"Who would have thought that august Sweden would be sending us a film comedy as witty and cheerfully candid about the complexities of love as any recent French essay on l'amour? Yet that is what Ingmar Bergman's
Smiles of a Summer Night is—a delightfully droll contemplation of amorous ardors....In a style of writing and direction more characteristic of the French or perhaps the pre-war Hungarians than the usually solemn Swedes, Mr. Bergman skips us gaily through a mix-up of youthful and adult love affairs, which, while timed around the turn of the century, are as spicy as any such today....Mr. Bergman, whose previous pictures seen here have been on the deeply serious side, keeps this one light and intriguing with a fine blend of stylized high comedy and farce. His gentlemen are sternly pompous figures while his ladies are sweetly pliable. The matter most pointedly satirized is masculine dignity."
— Bosley Crowther, The New York Times (24 December 1957)
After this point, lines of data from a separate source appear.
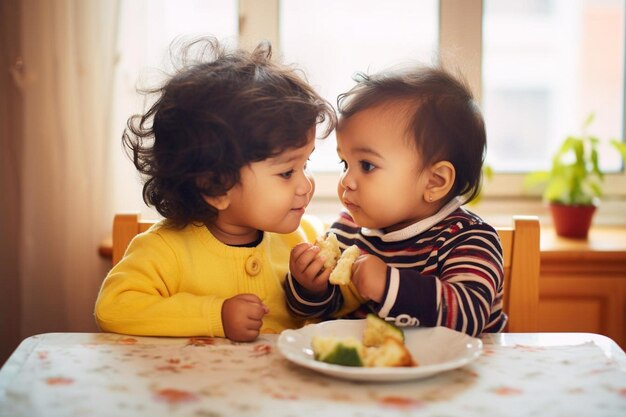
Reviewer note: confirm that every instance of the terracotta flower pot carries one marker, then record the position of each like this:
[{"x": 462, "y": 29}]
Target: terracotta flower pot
[{"x": 572, "y": 221}]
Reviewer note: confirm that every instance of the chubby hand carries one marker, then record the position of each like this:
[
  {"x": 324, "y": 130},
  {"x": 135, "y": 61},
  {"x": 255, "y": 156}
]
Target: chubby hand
[
  {"x": 369, "y": 275},
  {"x": 242, "y": 317},
  {"x": 306, "y": 268}
]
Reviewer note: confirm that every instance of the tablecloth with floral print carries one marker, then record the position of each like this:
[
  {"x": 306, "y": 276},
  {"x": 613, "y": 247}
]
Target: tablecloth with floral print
[{"x": 81, "y": 374}]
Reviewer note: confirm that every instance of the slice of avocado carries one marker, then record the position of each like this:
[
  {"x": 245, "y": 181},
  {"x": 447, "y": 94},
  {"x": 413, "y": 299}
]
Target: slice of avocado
[{"x": 346, "y": 352}]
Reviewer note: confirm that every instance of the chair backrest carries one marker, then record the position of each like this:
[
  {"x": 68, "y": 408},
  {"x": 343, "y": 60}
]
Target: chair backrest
[
  {"x": 520, "y": 248},
  {"x": 125, "y": 227},
  {"x": 521, "y": 253}
]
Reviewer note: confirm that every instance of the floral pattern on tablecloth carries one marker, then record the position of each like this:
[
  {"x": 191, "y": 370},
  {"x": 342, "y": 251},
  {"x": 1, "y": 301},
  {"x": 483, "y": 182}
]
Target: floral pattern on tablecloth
[{"x": 114, "y": 375}]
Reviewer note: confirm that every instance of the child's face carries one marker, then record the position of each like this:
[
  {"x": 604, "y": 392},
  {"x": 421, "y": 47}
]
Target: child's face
[
  {"x": 272, "y": 194},
  {"x": 383, "y": 184}
]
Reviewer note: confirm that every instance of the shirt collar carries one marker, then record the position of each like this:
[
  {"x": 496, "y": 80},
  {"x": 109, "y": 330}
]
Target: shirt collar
[{"x": 415, "y": 228}]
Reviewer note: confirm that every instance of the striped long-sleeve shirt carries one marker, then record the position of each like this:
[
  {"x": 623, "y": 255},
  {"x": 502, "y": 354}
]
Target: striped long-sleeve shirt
[{"x": 442, "y": 271}]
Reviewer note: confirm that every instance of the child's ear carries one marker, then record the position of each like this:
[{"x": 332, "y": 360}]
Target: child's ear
[
  {"x": 440, "y": 181},
  {"x": 220, "y": 202}
]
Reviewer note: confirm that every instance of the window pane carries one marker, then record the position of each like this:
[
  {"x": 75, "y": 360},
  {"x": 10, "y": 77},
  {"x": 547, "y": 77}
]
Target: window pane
[
  {"x": 331, "y": 40},
  {"x": 547, "y": 64}
]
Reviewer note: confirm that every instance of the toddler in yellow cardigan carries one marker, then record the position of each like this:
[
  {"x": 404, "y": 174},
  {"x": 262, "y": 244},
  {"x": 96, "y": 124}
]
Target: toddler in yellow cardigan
[{"x": 223, "y": 152}]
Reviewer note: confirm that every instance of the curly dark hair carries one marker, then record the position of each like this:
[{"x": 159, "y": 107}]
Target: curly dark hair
[
  {"x": 219, "y": 112},
  {"x": 443, "y": 119}
]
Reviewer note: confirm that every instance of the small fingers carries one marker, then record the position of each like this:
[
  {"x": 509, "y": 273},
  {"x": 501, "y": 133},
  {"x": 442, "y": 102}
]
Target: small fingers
[{"x": 306, "y": 257}]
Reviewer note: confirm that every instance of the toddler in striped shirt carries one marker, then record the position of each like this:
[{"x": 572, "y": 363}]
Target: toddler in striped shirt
[{"x": 412, "y": 144}]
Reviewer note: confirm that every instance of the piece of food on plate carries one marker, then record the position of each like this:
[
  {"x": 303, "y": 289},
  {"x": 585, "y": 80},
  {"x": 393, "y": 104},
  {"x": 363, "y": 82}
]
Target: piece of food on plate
[
  {"x": 377, "y": 330},
  {"x": 382, "y": 345},
  {"x": 329, "y": 249},
  {"x": 391, "y": 352},
  {"x": 343, "y": 270},
  {"x": 346, "y": 352}
]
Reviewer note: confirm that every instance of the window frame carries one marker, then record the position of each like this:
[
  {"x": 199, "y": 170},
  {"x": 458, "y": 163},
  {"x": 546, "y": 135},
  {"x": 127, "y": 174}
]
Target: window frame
[{"x": 460, "y": 30}]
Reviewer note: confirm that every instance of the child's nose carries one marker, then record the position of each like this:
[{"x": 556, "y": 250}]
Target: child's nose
[
  {"x": 347, "y": 181},
  {"x": 305, "y": 185}
]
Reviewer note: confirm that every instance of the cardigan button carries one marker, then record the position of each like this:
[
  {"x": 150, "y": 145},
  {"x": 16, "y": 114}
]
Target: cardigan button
[{"x": 253, "y": 265}]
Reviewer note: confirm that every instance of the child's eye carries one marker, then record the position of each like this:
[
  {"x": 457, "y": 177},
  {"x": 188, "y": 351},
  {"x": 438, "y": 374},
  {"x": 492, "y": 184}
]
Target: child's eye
[
  {"x": 287, "y": 175},
  {"x": 367, "y": 166}
]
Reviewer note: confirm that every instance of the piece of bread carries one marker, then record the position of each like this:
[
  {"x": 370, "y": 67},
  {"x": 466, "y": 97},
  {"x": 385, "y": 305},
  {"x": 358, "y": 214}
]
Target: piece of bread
[
  {"x": 329, "y": 249},
  {"x": 387, "y": 350},
  {"x": 342, "y": 272},
  {"x": 377, "y": 330},
  {"x": 391, "y": 352},
  {"x": 340, "y": 263}
]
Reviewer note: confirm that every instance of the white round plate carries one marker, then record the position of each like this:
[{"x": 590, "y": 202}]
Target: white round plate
[{"x": 436, "y": 349}]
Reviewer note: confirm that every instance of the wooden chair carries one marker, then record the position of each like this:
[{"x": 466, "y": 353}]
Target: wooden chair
[
  {"x": 521, "y": 253},
  {"x": 520, "y": 247},
  {"x": 125, "y": 227}
]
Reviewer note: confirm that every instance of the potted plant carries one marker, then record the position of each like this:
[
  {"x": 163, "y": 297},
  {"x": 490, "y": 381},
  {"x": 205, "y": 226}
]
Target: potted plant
[{"x": 574, "y": 184}]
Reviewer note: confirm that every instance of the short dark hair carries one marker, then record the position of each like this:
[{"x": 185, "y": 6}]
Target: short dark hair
[
  {"x": 220, "y": 111},
  {"x": 443, "y": 119}
]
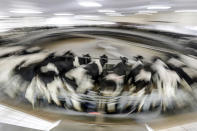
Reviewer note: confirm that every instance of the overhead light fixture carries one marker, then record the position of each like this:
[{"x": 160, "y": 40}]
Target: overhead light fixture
[
  {"x": 4, "y": 16},
  {"x": 94, "y": 17},
  {"x": 89, "y": 4},
  {"x": 63, "y": 14},
  {"x": 158, "y": 7},
  {"x": 185, "y": 11},
  {"x": 147, "y": 11},
  {"x": 25, "y": 11},
  {"x": 114, "y": 14},
  {"x": 106, "y": 11}
]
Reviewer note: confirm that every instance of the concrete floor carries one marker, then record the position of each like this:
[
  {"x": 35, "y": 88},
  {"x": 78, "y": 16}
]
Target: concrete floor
[{"x": 95, "y": 123}]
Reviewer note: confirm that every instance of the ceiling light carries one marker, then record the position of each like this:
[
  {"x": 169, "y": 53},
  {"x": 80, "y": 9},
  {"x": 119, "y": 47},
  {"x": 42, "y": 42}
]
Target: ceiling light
[
  {"x": 4, "y": 16},
  {"x": 147, "y": 11},
  {"x": 114, "y": 14},
  {"x": 109, "y": 11},
  {"x": 63, "y": 14},
  {"x": 187, "y": 11},
  {"x": 25, "y": 11},
  {"x": 89, "y": 4},
  {"x": 158, "y": 7}
]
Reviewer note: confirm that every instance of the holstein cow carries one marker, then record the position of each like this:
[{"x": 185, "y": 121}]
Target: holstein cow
[
  {"x": 111, "y": 85},
  {"x": 82, "y": 79}
]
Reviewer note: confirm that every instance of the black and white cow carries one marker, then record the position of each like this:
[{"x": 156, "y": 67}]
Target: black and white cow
[
  {"x": 111, "y": 84},
  {"x": 81, "y": 80}
]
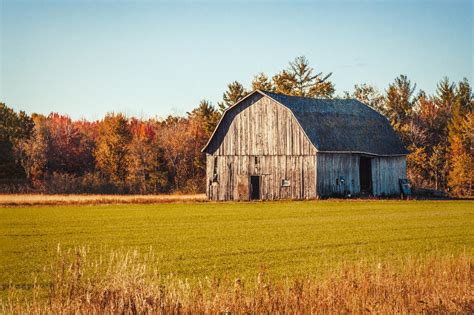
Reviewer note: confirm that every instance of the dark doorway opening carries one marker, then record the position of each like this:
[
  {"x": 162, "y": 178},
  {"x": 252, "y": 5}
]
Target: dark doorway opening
[
  {"x": 255, "y": 187},
  {"x": 365, "y": 173}
]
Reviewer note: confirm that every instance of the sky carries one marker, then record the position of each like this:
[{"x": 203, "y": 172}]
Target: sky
[{"x": 152, "y": 59}]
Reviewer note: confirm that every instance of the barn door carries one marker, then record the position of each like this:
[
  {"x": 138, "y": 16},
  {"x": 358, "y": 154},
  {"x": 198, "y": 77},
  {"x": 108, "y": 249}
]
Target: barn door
[
  {"x": 365, "y": 174},
  {"x": 255, "y": 187}
]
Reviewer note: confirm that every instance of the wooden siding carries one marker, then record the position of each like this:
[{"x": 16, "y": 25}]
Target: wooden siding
[
  {"x": 260, "y": 126},
  {"x": 386, "y": 171},
  {"x": 260, "y": 137},
  {"x": 233, "y": 177},
  {"x": 331, "y": 167}
]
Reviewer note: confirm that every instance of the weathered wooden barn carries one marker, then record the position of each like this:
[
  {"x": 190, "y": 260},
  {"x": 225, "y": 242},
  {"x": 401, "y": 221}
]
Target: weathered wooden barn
[{"x": 274, "y": 146}]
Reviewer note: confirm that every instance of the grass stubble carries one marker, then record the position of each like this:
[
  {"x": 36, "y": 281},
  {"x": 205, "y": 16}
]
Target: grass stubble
[{"x": 127, "y": 282}]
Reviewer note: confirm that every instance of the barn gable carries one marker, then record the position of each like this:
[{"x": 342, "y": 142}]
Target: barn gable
[
  {"x": 256, "y": 126},
  {"x": 330, "y": 125}
]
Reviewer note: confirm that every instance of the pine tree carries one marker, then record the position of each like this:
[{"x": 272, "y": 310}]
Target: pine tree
[
  {"x": 235, "y": 92},
  {"x": 460, "y": 133},
  {"x": 299, "y": 80},
  {"x": 368, "y": 95},
  {"x": 399, "y": 106},
  {"x": 261, "y": 82}
]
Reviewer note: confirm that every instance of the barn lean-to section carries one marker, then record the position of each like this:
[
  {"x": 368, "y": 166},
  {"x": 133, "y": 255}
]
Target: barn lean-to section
[{"x": 272, "y": 146}]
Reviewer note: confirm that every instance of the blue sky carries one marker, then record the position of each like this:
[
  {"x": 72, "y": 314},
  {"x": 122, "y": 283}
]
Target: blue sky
[{"x": 146, "y": 58}]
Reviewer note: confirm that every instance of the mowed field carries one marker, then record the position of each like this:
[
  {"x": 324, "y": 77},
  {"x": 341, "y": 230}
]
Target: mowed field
[{"x": 195, "y": 240}]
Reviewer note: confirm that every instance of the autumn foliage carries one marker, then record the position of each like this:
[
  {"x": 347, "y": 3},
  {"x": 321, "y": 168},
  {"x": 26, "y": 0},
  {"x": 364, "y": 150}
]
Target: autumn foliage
[{"x": 119, "y": 154}]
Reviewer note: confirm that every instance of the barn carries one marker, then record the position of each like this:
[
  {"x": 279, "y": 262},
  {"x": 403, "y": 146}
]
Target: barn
[{"x": 272, "y": 146}]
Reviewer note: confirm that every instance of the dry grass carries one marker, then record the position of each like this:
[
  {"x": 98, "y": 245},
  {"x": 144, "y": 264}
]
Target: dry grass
[
  {"x": 39, "y": 199},
  {"x": 125, "y": 283}
]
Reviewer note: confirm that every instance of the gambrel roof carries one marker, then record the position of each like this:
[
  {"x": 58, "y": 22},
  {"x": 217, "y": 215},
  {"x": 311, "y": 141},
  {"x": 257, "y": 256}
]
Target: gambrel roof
[{"x": 337, "y": 125}]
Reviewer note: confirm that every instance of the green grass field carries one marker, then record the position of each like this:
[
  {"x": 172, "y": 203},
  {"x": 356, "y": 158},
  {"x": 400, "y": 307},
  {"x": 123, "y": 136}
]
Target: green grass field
[{"x": 207, "y": 239}]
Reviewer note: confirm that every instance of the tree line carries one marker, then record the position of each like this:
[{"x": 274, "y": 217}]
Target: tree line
[{"x": 119, "y": 154}]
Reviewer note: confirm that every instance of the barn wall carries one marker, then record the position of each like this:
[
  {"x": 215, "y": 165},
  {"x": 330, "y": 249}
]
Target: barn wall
[
  {"x": 260, "y": 126},
  {"x": 263, "y": 129},
  {"x": 331, "y": 167},
  {"x": 233, "y": 177},
  {"x": 386, "y": 171}
]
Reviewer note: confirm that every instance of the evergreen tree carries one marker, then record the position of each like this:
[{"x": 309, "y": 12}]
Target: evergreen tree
[
  {"x": 460, "y": 133},
  {"x": 235, "y": 92},
  {"x": 261, "y": 82},
  {"x": 368, "y": 95},
  {"x": 299, "y": 80},
  {"x": 399, "y": 106}
]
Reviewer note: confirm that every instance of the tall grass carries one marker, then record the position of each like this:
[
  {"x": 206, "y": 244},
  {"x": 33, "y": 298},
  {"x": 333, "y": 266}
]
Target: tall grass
[{"x": 125, "y": 282}]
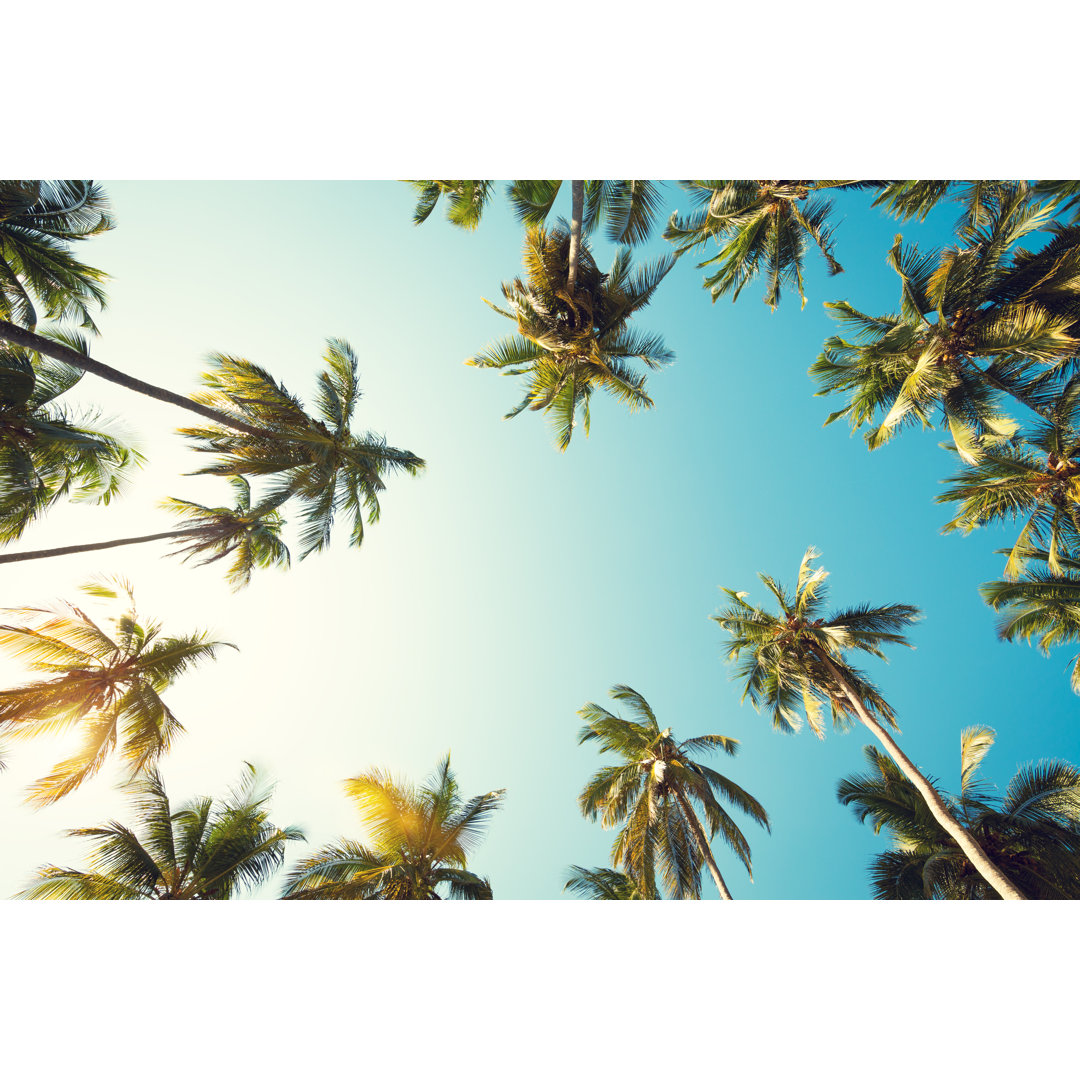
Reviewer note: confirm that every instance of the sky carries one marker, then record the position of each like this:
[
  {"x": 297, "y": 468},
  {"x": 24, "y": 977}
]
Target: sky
[{"x": 510, "y": 583}]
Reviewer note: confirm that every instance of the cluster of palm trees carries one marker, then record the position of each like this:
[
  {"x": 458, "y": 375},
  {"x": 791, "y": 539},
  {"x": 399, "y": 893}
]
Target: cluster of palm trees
[{"x": 985, "y": 345}]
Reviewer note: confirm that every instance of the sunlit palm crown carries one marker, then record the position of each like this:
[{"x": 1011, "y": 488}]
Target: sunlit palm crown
[
  {"x": 977, "y": 321},
  {"x": 1043, "y": 606},
  {"x": 643, "y": 798},
  {"x": 1033, "y": 832},
  {"x": 46, "y": 453},
  {"x": 39, "y": 219},
  {"x": 319, "y": 461},
  {"x": 628, "y": 208},
  {"x": 761, "y": 228},
  {"x": 248, "y": 534},
  {"x": 420, "y": 840},
  {"x": 108, "y": 686},
  {"x": 1037, "y": 476},
  {"x": 569, "y": 346},
  {"x": 464, "y": 200},
  {"x": 604, "y": 883},
  {"x": 204, "y": 850},
  {"x": 779, "y": 657}
]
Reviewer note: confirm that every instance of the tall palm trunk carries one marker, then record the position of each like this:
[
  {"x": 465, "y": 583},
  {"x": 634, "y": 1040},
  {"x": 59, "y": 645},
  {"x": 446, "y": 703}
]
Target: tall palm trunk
[
  {"x": 22, "y": 556},
  {"x": 699, "y": 835},
  {"x": 936, "y": 806},
  {"x": 10, "y": 332},
  {"x": 577, "y": 213}
]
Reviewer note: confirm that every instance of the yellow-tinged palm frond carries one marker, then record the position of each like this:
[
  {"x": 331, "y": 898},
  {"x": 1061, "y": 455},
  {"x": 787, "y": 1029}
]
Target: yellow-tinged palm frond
[
  {"x": 320, "y": 462},
  {"x": 649, "y": 798},
  {"x": 419, "y": 841},
  {"x": 572, "y": 345},
  {"x": 39, "y": 220},
  {"x": 106, "y": 685},
  {"x": 205, "y": 850},
  {"x": 977, "y": 323},
  {"x": 783, "y": 660}
]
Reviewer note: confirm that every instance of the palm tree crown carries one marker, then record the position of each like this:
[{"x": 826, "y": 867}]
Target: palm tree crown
[
  {"x": 1033, "y": 832},
  {"x": 604, "y": 883},
  {"x": 796, "y": 659},
  {"x": 39, "y": 219},
  {"x": 321, "y": 462},
  {"x": 651, "y": 795},
  {"x": 976, "y": 322},
  {"x": 205, "y": 850},
  {"x": 109, "y": 687},
  {"x": 1038, "y": 476},
  {"x": 781, "y": 658},
  {"x": 570, "y": 345},
  {"x": 46, "y": 454},
  {"x": 1042, "y": 606},
  {"x": 248, "y": 534},
  {"x": 761, "y": 228},
  {"x": 629, "y": 208},
  {"x": 421, "y": 838}
]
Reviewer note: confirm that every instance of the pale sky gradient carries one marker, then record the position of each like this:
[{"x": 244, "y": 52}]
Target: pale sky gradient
[{"x": 510, "y": 584}]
"Ingmar Bergman achieves one of the few classics of carnal comedy: a tragicomic chase and roundelay that raises boudoir farce to elegance and lyric poetry. This film is the culmination of Bergman's 'rose' style; as writer and director, he ties up his persistent, early battle-of-the-sexes themes in an intricate plot structure. And in this fin-de-siècle houseparty setting, with its soft light, its delicate, perfumed atmosphere, and its golden pavilion, the women are all beautiful and epigrams shine. The film becomes an elegy to transient love; a gust of wind, and the whole vision may drift away. As the hostess, the stage actress trying to win back the lawyer she loves, there is the great
Eva Dahlbeck (in one inspired, suspended moment she sings 'Freut Euch des Lebens'). Ulla Jacobsson is the lawyer's virgin wife;
Harriet Andersson, a blonde here but as opulent and sensuous as in her earlier roles, is the impudent, love-loving maid; Margit Carlqvist is the proud, unhappy countess.
Gunnar Björnstrand is the lawyer, Björn Bjelfvenstam is his son,
Jarl Kulle is the strutting count, and
Naima Wifstrand is the actress's aged mother, who is carried about for her game of croquet."
— Pauline Kael, 5001 Nights at the Movies
"Ingmar Bergman goes poaching on the terrain of Renoir, Lubitsch, and Mozart. This 1955 film is his lightest and most appealing, but the light touch doesn't come naturally to the Brooding Swede; a few of those smiles feel uncomfortably forced.
Eva Dahlbeck is wonderful as the aging actress who hosts a summer party on her country estate—she seems much more responsible for the film's gently wise tone than Bergman's heavily telegraphed ironies."